Museum of Islamic Art
The Museum is a neo-Islamic style building, perhaps more representative of Islamic Cairo than the center, however, its location makes it easily identifiable for those visiting the center: it is located just 20 minutes walk east of Tahrir Square and, although few tourists include it in their visit program, it is really worth it to see it.
The interpretation of a Koranic precept that forbade to depict of Allah (God) led Muslims to abolish the representation of the body and exceptional refinement in floral, geometric, and epigraphic decorations, applying the motifs with lively imagination in the processing of the most varied supports: wood, glass, metal, stone, fabric, ceramic, bone and paper, widely represented in the museum.
The core of the collection is made up of fragments removed from mosques and other monuments in Cairo and brought together at the end of the 19th century, in order to prevent them from being stolen by European treasure hunters. The objects were first collected in the El-Hakim Mosque, until 1902, when a museum was specially created on the ground floor of the then building the National Library.
The most extraordinary objects are the large mashrabiyya, made from thousands of individual pieces of wood. Still present in many old buildings, they were used to shelter the rooms from the sun and at the same time allow a light breeze to enter. These particular curtains then allowed the housewives to look out without being seen.
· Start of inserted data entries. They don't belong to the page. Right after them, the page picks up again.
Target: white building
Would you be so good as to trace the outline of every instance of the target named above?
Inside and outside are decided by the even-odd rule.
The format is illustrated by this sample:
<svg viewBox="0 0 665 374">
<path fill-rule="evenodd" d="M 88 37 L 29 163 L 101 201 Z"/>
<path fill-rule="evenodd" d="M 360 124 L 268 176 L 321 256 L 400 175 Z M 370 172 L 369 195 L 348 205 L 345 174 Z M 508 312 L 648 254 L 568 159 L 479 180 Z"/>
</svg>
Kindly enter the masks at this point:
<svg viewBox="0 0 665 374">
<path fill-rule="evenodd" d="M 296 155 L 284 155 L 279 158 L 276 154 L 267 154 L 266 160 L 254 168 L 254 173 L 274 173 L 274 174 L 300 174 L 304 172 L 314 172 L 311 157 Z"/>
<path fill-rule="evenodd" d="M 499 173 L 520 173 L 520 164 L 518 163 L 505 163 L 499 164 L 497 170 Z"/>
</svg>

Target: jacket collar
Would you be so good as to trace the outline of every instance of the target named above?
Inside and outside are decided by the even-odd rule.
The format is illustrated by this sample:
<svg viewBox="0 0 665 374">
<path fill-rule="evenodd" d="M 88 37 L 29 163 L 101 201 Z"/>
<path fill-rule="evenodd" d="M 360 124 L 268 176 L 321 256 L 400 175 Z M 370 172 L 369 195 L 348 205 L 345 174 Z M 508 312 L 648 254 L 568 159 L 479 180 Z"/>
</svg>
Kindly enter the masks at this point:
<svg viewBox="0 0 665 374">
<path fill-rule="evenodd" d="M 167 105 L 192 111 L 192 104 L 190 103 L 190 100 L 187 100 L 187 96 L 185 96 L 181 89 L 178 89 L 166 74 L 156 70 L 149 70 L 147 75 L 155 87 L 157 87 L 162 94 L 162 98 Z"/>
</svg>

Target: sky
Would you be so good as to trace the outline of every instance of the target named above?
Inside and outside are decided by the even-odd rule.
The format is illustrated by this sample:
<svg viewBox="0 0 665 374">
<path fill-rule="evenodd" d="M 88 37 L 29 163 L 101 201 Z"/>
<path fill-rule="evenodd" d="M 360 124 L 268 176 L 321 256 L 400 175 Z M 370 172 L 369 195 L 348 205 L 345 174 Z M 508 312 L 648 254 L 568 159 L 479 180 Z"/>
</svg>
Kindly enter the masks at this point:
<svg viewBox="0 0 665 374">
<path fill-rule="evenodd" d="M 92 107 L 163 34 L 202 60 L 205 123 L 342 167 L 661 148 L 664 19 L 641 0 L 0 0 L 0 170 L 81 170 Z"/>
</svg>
The museum houses other examples of creative carpentry from the city's mosques, including huge ivory inlaid doors, carved friezes, and a refined 15th-century pulpit.
The museum's three ornamental fountains are an excellent example of another specialty of Egyptian craftsmanship inlaid with stone and marble. These objects, dating back to the Mamluk and Ottoman periods, adorned the reception rooms of the houses of wealthy merchants. Also of great value are the lamps in enameled glass, which were hung with special chains on the ceilings of the mosques, and decorated with stylized Arabic letters.
Other objects in the museum's collection include Turkish ceramics and shutters, manuscripts, and miniature books, and the inevitable rugs and tapestries.